Но насчет того, что проза не требует ни специфического ремесленного умения, ни не менее специфического повествовательного таланта — Женщина, это Вас кто-то обманул. Еще как требует. (О том, кто обманул — чуть ниже.) А когда нет ни мыслей, ни профессионализма, ни способности рассказать историю интересно для читателя (а не для себя) — мы, о горе, имеем то, что имеем: текст из разряда тех, что тоннами скапливаются в редакциях толстых журналов. Это про них пишут: рукописи не рецензируются и не возвращаются. Правильно пишут: литературу на Руси всегда любили даже и до болезненности, а зимы у нас, как известно, длинные. Посему графомания и оказалась в наших краях чем-то вроде психоанализа: сиди себе, изливайся. Только не вздумай печатать — люди смеяться будут.
И еще несколько слов о раскрутке. Как-то получается, что вначале мы перенимаем у развитых, серьезных стран всякие глупости, а уж потом, несколько позднее приходит то, что и в самом деле стоит взять. К примеру, победоносное шествие западного материального мира по советским просторам когда-то началось с игральных автоматов — в некотором смысле они-то и порушили совок. Теперь мы имеем в полном объеме всю замечательную заморскую машинерию: от тостеров до джипов.

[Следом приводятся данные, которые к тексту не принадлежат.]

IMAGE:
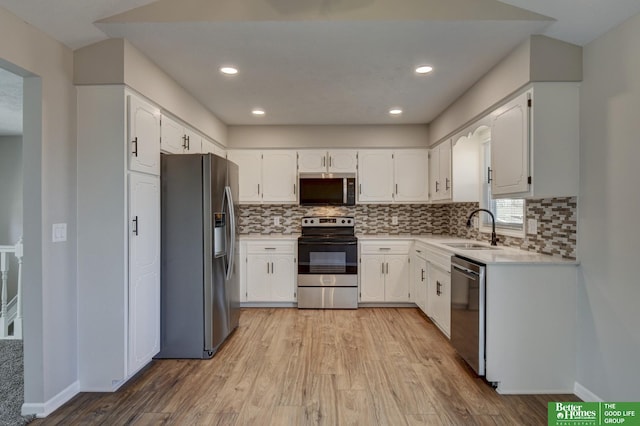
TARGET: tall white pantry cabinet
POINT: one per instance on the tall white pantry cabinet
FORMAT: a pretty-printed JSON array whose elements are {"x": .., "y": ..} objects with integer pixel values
[{"x": 118, "y": 235}]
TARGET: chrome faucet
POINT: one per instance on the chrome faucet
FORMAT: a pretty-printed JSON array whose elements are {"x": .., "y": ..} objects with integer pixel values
[{"x": 494, "y": 238}]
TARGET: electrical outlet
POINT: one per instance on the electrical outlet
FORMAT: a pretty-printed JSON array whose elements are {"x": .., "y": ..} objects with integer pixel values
[{"x": 59, "y": 232}]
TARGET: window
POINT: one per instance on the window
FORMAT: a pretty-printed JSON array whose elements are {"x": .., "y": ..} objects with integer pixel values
[{"x": 509, "y": 213}]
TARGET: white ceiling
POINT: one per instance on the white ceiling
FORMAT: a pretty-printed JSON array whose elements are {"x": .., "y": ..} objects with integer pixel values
[{"x": 324, "y": 61}]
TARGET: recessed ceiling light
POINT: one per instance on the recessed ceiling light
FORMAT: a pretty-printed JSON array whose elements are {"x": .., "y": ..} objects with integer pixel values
[
  {"x": 424, "y": 69},
  {"x": 229, "y": 70}
]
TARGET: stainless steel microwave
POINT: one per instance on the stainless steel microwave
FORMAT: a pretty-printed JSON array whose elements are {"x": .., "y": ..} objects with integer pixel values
[{"x": 327, "y": 189}]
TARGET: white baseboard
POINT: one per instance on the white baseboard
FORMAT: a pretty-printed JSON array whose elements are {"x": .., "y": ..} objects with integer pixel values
[
  {"x": 585, "y": 394},
  {"x": 43, "y": 410}
]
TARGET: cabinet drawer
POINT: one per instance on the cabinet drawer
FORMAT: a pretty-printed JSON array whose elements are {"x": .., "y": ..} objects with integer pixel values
[
  {"x": 420, "y": 250},
  {"x": 266, "y": 247},
  {"x": 384, "y": 247},
  {"x": 439, "y": 258}
]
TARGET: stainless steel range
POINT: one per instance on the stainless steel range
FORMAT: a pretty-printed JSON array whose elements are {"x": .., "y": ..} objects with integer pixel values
[{"x": 328, "y": 263}]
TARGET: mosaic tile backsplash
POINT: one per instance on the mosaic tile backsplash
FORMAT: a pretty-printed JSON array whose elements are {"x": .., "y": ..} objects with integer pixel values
[{"x": 556, "y": 236}]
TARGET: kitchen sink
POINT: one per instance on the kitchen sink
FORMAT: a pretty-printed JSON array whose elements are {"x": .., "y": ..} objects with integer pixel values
[{"x": 471, "y": 246}]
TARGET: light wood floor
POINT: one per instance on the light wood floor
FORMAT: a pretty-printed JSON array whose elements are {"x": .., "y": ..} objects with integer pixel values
[{"x": 372, "y": 366}]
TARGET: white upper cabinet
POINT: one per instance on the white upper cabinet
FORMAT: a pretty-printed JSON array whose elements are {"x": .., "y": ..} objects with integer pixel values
[
  {"x": 454, "y": 169},
  {"x": 440, "y": 181},
  {"x": 375, "y": 176},
  {"x": 510, "y": 147},
  {"x": 178, "y": 139},
  {"x": 143, "y": 136},
  {"x": 386, "y": 176},
  {"x": 250, "y": 174},
  {"x": 266, "y": 176},
  {"x": 279, "y": 176},
  {"x": 535, "y": 143},
  {"x": 320, "y": 161},
  {"x": 411, "y": 175},
  {"x": 210, "y": 147}
]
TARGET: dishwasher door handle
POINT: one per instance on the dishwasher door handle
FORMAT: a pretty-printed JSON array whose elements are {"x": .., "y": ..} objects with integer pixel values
[{"x": 466, "y": 272}]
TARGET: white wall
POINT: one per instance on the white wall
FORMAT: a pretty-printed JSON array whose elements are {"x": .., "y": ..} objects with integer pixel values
[
  {"x": 49, "y": 180},
  {"x": 609, "y": 216},
  {"x": 363, "y": 136}
]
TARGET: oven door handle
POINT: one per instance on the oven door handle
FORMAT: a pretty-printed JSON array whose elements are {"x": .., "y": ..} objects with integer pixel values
[{"x": 328, "y": 243}]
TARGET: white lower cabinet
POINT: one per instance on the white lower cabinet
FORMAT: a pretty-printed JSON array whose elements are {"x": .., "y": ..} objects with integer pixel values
[
  {"x": 384, "y": 277},
  {"x": 269, "y": 271},
  {"x": 439, "y": 297},
  {"x": 419, "y": 278}
]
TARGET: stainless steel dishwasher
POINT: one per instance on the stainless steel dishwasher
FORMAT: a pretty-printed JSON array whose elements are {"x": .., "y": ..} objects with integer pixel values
[{"x": 468, "y": 311}]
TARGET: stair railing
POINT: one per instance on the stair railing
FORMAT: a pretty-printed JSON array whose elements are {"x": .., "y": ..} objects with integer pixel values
[{"x": 11, "y": 311}]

Культура лихо переняла механику promotion, нисколько не смутившись тем, что раскрутке, по идее, предшествует профессионализм. Умение работать много и хорошо. Но вот наши доморощенные промоутеры отчего-то полагают, что оригинальная поза и голый энтузиазм их подопечных это умение собою легко заменяют. Нужна, впрочем, еще большая личная симпатия промоутера к промоутируемому. Примеры эстрадные на виду и на слуху: ну там Влад Сташевский, Лена Зосимова.
Пример литературный — Наталия Георгиевна Медведева. Ее раскрутил Эдуард Лимонов. Почему, зачем? Известное дело, по семейным обстоятельствам. Затем обстоятельства изменились. Лимонов теперь раскручивает свою новую жену: было уже и нелепое интервью, и неизъяснимо-прекрасные фотографии в центральной прессе. Лимоновское хлестаковское упоение собственной причастностью к настоящей жизни, где яркие витрины, красивые женщины, национальные идеи и т. п., ушло на новый виток.
А Медведева осталась — при маленькой своей славе и при профессии, которой она не владеет вполне безнадежно. Кормиться как-то надо, это понятно. Но лучше б все-таки не литературой, а другим чем, более органичным: все же "Женщина ходила на каблуках и была метр восемьдесят восемь". Книжки писать ей как-то совсем не к лицу.
МИХАИЛ Ъ-НОВИКОВ
Медведева Наталия. "А у них была страсть...". М., "Вагриус", 1997.